Experimenting with New Methods in Voice over IP
Being able to integrate voice and data is a strong desire of business as well as of residential users. This type of integration is inefficient, however, on the telephone legacy of channelled voice slots having time division multiplexing (TDM) with expensive associated equipment. A data network like the Internet, with its statistical TDM, uses precious bandwidth much more efficiently. Moreover, the universal presence of IP both in wide area and local area networks makes it a convenient platform to launch VoIP traffic. In this article we share our experience of testing VoIP in our Linux lab. We discuss the entire VoIP environment, including the soft switch and the telephony hardware needed to improve voice quality.
There is much more to IP telephony than simply being able to talk over Internet. To be successful, an IP telephony system must provide all the facilities that are provided by modern public switched telephone networks (PSTN). The quality of service (QoS) for an IP telephony system also should be comparable to that of PSTN. For the deployment of IP telephony, the infrastructure--that is, an IP network--is already available in many cases. It is required to implement protocols necessary for signaling, media transfer, QoS, as well as various features, such as voice mail, billing and son. Unlike PSTN, IP telephony has computers at their endpoints, which are extremely powerful. This allows much of the power and intelligence of the system to be concentrated at endpoints.
We have performed some fundamental experiments on VoIP in the Computer Communications Lab at the University of Engineering & Technology (UET) in Lahore, Pakistan. Our emphasis is on the applications and performance considerations for IP telephony. We are using Quicknet's voice telephony cards for our telephony clients. We have based our VoIP network on VOCAL, which is a soft switch from Vovida Networks. VOCAL enables advanced telephony features, applications and services to be effectively deployed on converged datacom-telecom networks. In addition, we are using ohphone, which is an H.323 client, and a PSTN gateway, both of which are from the OpenH323 project. All these applications run on Linux. Below we discuss the benefits that Linux provides when is used as a VoIP platform.
VoIP protocols are mainly divided into signaling and media protocols. Signaling means call setup, teardown and control. As the number of features and services grow, signaling becomes equally challenging. Unfortunately, a single signaling technology has not yet been defined. But Session Initiation Protocol (SIP), H.323 and Media Gateway Control Protocol (MGCP) are the front-runners. All these protocols are undergoing rapid developments in their capabilities and features. Currently, users of different signaling techniques cannot generally make calls to each other. However, a protocol translation between different signaling protocols can be used in this situation. We discuss a SIP-H323 translator below.
Regardless of the signaling protocol used to setup calls, there appears to be no controversy over the use of the Real Time Protocol (RTP) for media transport. The Real Time Control Protocol (RTCP) is an associated protocol, which provides end-to-end monitoring of data delivery and quality of service.
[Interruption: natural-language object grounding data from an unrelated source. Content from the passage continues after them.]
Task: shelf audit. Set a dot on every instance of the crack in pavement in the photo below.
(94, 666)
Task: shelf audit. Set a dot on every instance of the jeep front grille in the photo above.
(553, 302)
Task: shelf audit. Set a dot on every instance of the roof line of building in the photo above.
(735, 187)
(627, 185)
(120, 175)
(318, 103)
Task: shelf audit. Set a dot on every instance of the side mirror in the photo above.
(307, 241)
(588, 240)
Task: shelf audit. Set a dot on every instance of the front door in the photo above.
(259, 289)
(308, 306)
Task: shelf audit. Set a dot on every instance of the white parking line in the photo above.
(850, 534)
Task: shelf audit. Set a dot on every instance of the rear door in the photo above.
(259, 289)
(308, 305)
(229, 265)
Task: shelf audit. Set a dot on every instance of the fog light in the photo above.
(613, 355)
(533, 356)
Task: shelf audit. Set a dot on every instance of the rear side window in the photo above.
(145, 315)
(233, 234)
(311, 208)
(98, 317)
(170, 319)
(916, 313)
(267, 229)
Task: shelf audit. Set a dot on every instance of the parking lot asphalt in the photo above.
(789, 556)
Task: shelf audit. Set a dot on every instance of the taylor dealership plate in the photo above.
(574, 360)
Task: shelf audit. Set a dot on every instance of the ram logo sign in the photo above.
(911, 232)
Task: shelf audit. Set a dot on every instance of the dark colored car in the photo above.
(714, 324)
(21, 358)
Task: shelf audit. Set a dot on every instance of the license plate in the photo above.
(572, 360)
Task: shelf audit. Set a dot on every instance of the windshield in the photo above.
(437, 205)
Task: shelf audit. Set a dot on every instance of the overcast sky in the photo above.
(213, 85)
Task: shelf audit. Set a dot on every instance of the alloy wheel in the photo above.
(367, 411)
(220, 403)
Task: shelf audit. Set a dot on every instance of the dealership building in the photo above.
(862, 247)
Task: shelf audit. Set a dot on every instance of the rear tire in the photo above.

They are independent of underlying transport and network layers. Most commonly RTP and RTCP are used on top of UDP.
SIP is an IETF standard and is described in RFC-2543. Although H.323 is in widespread use in the VoIP market, it is not necessarily the best available protocol. Its competitor, SIP, has a number of advantages that makes it a superior choice for VoIP applications. The first is advantage is SIP focuses exclusively on telephony issues, originally designed to deal with telephony as opposed to other protocols. H.323 and MGCP both support telephony functions in a manner similar to that of phone companies on their circuit switched networks, which is not the most efficient method on a packet-switched network. SIP's distributed architecture handles load surges and service interruptions efficiently in the distributed model of IP communications.
The VOCAL system is an SIP-based distributed network of servers that run on Linux. Let's see how VOCAL implements various SIP servers and associated protocols for policy, billing and management. The complete documentation on these servers can be found at www.vovida.org.
The Marshal Server (MS) is an implementation of the SIP proxy server that acts as the initial point of contact for all SIP signals that enter the VOCAL system. The MS provides authentication, forwarding and billing functions.
The Redirect Server (RS) is a combined implementation of the SIP redirect, registration and location servers. The RS stores contact and feature data for all registered subscribers, in addition to a dialing plan to enable routing for off-network calls.
The Feature Servers are another implementation of the SIP proxy server. These servers are scripted in call processing language (CPL) and provide basic system features such as call forwarding and call blocking.
The Provisioning Server (PS) stores data records about each system user and server module and distributes this information throughout the system via a subscribe-notify model. The PS provides a web-enabled graphical user interface (GUI) to permit technicians and system administrators to manage the system.
The Network Manager provides the administrator with the ability to monitor the system through the Simple Network Management Protocol (SNMP) messages. Also it allows the facility to start any server within the network.
The Policy Server is designed to use Common Open Policy Service (COPS) to provide QoS bandwidth reservation for calls or call segments transmitted over the Internet. The Policy Server is also capable of using Open Settlement Protocol (OSP) to interact with clearinghouses for reserving bandwidth and authorizing the use of a network for internetwork calls.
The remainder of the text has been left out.